Das Anwesen am Bergkramer gehörte Alexander Danhuber, bis er vor einigen Jahren im Alter von 93 Jahren verstarb. Danhuber und seine Frau Eva – verstorben 2013 – hatten schon zu Lebzeiten mit ihrer gleichnamigen Stiftung festgelegt, dass das Anwesen für einen sozialen Zweck genutzt werden soll. Die rund 680 Quadratmeter Wohnfläche der Bergwald-Villa hat die Diakonie als perfekten Ort für die beiden Wohngruppen auserkoren. Dieses Konzept fand die Stiftung um den Vorsitzenden Lorenz Dick ziemlich deckungsgleich mit dem Wunsch des Gründers. Der habe immer „mit Mut, Bedachtheit, gerechtem Denken und sozialem Verständnis“ abgewogen. Das Anwesen wurde aufwändig saniert und gestaltet. „Wir haben das Haus fast in den Rohbauzustand zurückgesetzt“, blickte Ludwig Gerhard Dick zurück. Er sprach ein Grußwort und erklärte die Baufortschritte.

Wolfratshausen Tannhof Einweihung - Lorenz Dick (Stiftungsvorstand Danhuber Stiftung), Andrea Betz (Vorstandssprecherin Diakonie)
Durchschnitten das Band: Lorenz Dick (Stiftungsvorstand Danhuber Stiftung) und Andrea Betz (Vorstandssprecherin Diakonie) © Sabine Hermsdorf-hiss

Das Ergebnis gefällt der Diakonie. „Die Kinder dürfen hier laut sein und sich austoben“, sagte Sozialpädagogin Annemarie Schmidt bei der Führung durch die sanierten Räume. Jeder Bewohner bezieht ein eigenes Zimmer, das als wichtiger Rückzugsort dient. Es gibt für die Gruppen „Bali“ und „Sansibar“ je einen Gruppenraum und ein Büro, in dem die Therapeuten arbeiten und übernachten. Ruhe ist wichtig, wie die Einrichtungsleitung erklärte. Deshalb ist das weitläufige Areal, das zum Teil von Wald umgeben ist, so gut geeignet. Außer leisem Rauschen von der Autobahn gibt es kaum Geräusche. Städtischen Stress empfindet man auf dem Gutshof nicht. „Wenn man hier ankommt, ist es wie eine Oase“, sagte eine Besucherin zu ihrem Sitznachbarn. Die soll nur selten gestört werden – der Auflauf zur Eröffnung bleibt die Ausnahme. Außer den sieben Kindern und den Therapeuten sind selten Gäste in der Einrichtung. „Die Bewohner sollen durchschnaufen“, sagte eine Pädagogin beim Rundgang.

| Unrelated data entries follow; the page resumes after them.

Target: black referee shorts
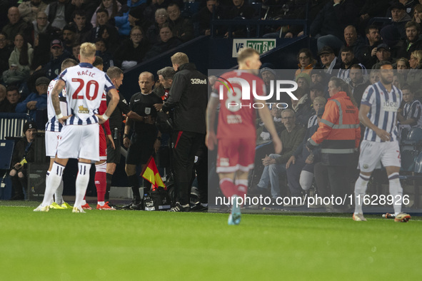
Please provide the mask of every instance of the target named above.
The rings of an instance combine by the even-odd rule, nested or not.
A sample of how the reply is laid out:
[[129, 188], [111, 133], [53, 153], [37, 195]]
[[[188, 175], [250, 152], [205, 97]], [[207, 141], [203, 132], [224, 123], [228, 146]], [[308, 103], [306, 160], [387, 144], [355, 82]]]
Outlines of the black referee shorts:
[[121, 146], [120, 134], [118, 136], [117, 139], [113, 140], [113, 141], [114, 141], [116, 149], [113, 148], [111, 143], [107, 143], [107, 163], [119, 164], [120, 163], [120, 148]]
[[146, 164], [154, 153], [154, 144], [156, 138], [156, 132], [148, 132], [141, 135], [134, 133], [131, 138], [131, 146], [128, 150], [126, 163]]

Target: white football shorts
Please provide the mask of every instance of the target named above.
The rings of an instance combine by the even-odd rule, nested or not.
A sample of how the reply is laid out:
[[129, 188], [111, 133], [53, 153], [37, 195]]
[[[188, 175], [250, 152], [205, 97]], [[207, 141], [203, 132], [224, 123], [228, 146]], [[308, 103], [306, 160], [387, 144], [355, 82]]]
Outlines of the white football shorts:
[[59, 158], [83, 158], [99, 161], [99, 126], [89, 125], [66, 125], [63, 126], [57, 157]]
[[401, 167], [398, 142], [362, 140], [358, 168], [362, 172], [370, 173], [374, 169], [381, 168], [381, 163], [384, 167]]

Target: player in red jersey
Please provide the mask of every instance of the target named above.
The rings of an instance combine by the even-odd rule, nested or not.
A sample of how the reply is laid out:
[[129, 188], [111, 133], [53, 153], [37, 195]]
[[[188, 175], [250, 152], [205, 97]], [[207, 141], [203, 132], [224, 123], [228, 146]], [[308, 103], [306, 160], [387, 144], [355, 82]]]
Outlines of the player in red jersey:
[[[95, 58], [95, 61], [93, 66], [103, 71], [103, 59], [99, 56]], [[99, 108], [99, 114], [102, 115], [107, 109], [107, 96], [106, 93], [103, 92], [103, 96], [101, 98], [101, 103]], [[114, 147], [114, 142], [113, 138], [111, 138], [111, 131], [110, 131], [110, 123], [107, 120], [103, 124], [104, 128], [106, 131], [104, 134], [104, 130], [100, 125], [99, 137], [100, 137], [100, 160], [95, 163], [95, 187], [96, 188], [96, 198], [97, 198], [97, 210], [116, 210], [113, 207], [109, 205], [108, 202], [105, 202], [104, 197], [106, 195], [106, 190], [107, 188], [107, 176], [106, 176], [106, 168], [107, 168], [107, 142], [111, 143], [113, 148]], [[86, 201], [82, 201], [82, 208], [91, 209], [89, 205]]]
[[[224, 73], [216, 82], [214, 88], [217, 92], [211, 93], [206, 110], [206, 144], [213, 150], [218, 140], [216, 172], [220, 188], [233, 203], [229, 225], [240, 223], [241, 200], [238, 202], [237, 198], [244, 198], [247, 193], [248, 174], [253, 168], [256, 108], [271, 135], [276, 153], [281, 152], [282, 148], [265, 101], [254, 96], [264, 96], [266, 93], [263, 81], [256, 76], [261, 65], [259, 53], [253, 48], [245, 48], [238, 53], [237, 61], [238, 70]], [[221, 106], [216, 135], [214, 124], [218, 103]]]

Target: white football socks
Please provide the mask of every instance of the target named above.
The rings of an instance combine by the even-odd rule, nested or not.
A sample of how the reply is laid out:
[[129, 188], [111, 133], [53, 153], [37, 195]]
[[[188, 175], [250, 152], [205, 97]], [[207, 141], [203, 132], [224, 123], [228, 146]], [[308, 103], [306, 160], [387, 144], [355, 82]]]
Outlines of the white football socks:
[[76, 198], [75, 199], [75, 207], [81, 208], [82, 205], [82, 200], [86, 188], [88, 188], [88, 183], [89, 182], [89, 170], [91, 169], [91, 164], [79, 162], [78, 163], [78, 175], [76, 176]]
[[60, 181], [61, 180], [61, 176], [63, 175], [64, 168], [64, 166], [62, 166], [56, 162], [53, 164], [53, 168], [50, 171], [50, 174], [47, 177], [46, 191], [44, 192], [44, 198], [41, 203], [42, 207], [50, 205], [50, 202], [53, 198], [53, 194], [54, 194], [56, 190], [59, 185], [60, 185]]
[[398, 179], [398, 173], [393, 173], [388, 176], [389, 191], [393, 195], [393, 208], [394, 215], [401, 213], [401, 203], [403, 202], [403, 188]]
[[362, 205], [363, 204], [363, 196], [368, 188], [368, 182], [371, 177], [359, 174], [359, 177], [355, 183], [355, 215], [363, 213]]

Einige der Kinder sind hoch traumatisiert

In einem Grußwort erklärte Christian Althoff, was aus fachlicher Sicht wichtig wird. Er ist Leiter des Fachbereichs „Intensiv“ bei der Diakonie. Einige der Kinder „sind wirklich hoch traumatisiert“. Sie haben in ihrem kurzen Leben oft schon viel erlebt. Gewalt oder Suchterkrankungen der Eltern sind Gründe für einen Einzug in den Thannhof. Die Kinder sind durch ihre Entwicklungsstörungen oder Traumata nicht schulfähig, deshalb lernen sie mit Lehrkräften in der Einrichtung. Ein wichtiges Ziel der Pädagogen ist, die Kinder wieder so weit zu stabilisieren, dass sie eine Schule besuchen können. Der Bedarf nach solchen Angeboten steige in ganz Deutschland. Im Landkreis ist es die erste Einrichtung dieser Art.